Dog adoptions are now $125 and include spay or neuter services, rabies, distemper, parvo and Bordetella vaccines, flea and tick prevention, dewormer and heartworm testing for animals over 6 months old. Cat adoptions are $65 and include spay and neuter services, rabies and FVRCP vaccines, feline leukemia and FIV testing, flea prevention and dewormer.

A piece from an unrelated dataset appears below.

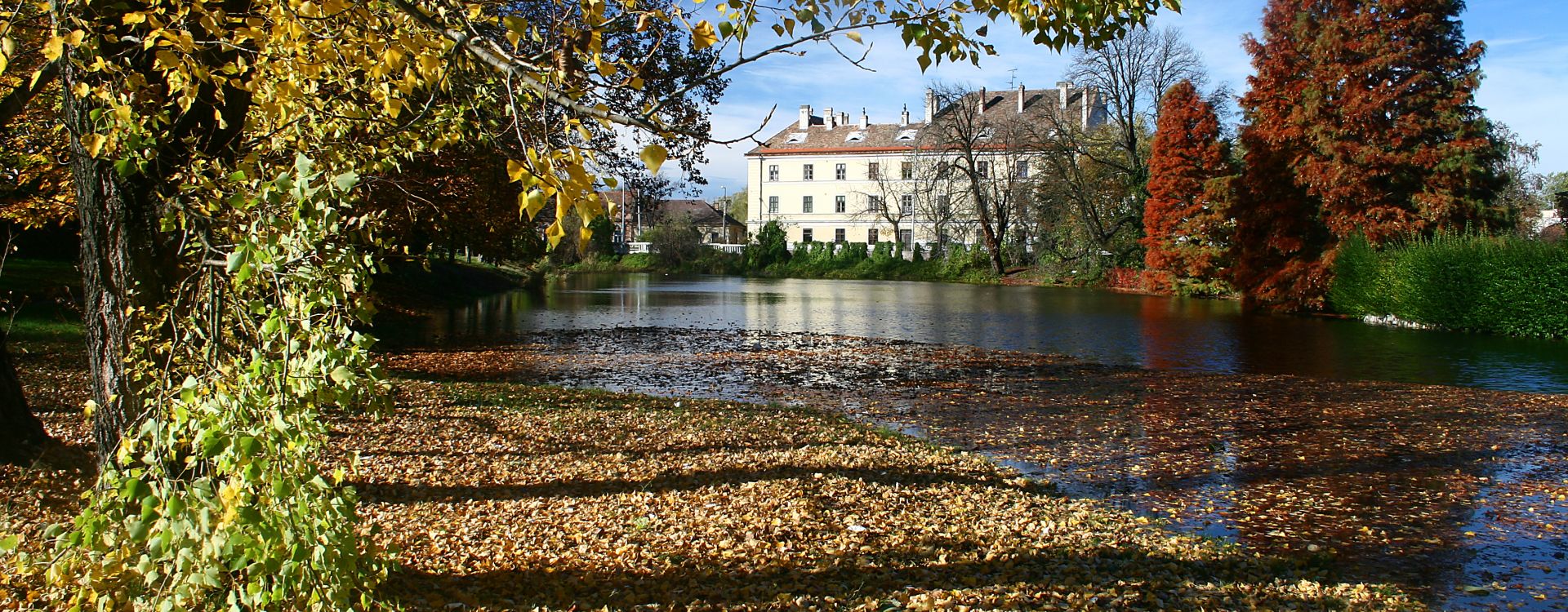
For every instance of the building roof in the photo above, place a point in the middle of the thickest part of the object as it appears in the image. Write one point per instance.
(835, 135)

Adoption fees also include a wellness visit with a local veterinarian.
Courtney Proctor Cross, executive director at the shelter, said she has heard only positive feedback to the changes.
“People are really appreciative of the changes and appreciate the waiting period,” Cross said. “It removes impulsive decision-making. It gives people some time to think about what all it means to adopt a pet and removes the chance of buyer’s remorse.”
Ensuring the pets that enter the shelter find good homes is critical to stop the cycle of unwanted pets ending up on the street and back in the shelter.
The need to end that cycle was clear (last) weekend. Cross said the shelter took in 17 dogs and 13 cats Saturday alone, pushing the shelter to capacity.
Cross said the shelter’s new website will launch in the next few weeks. She hopes it will encourage more people to adopt and speed up the adoption process by allowing people to fill out the adoption application ahead of time.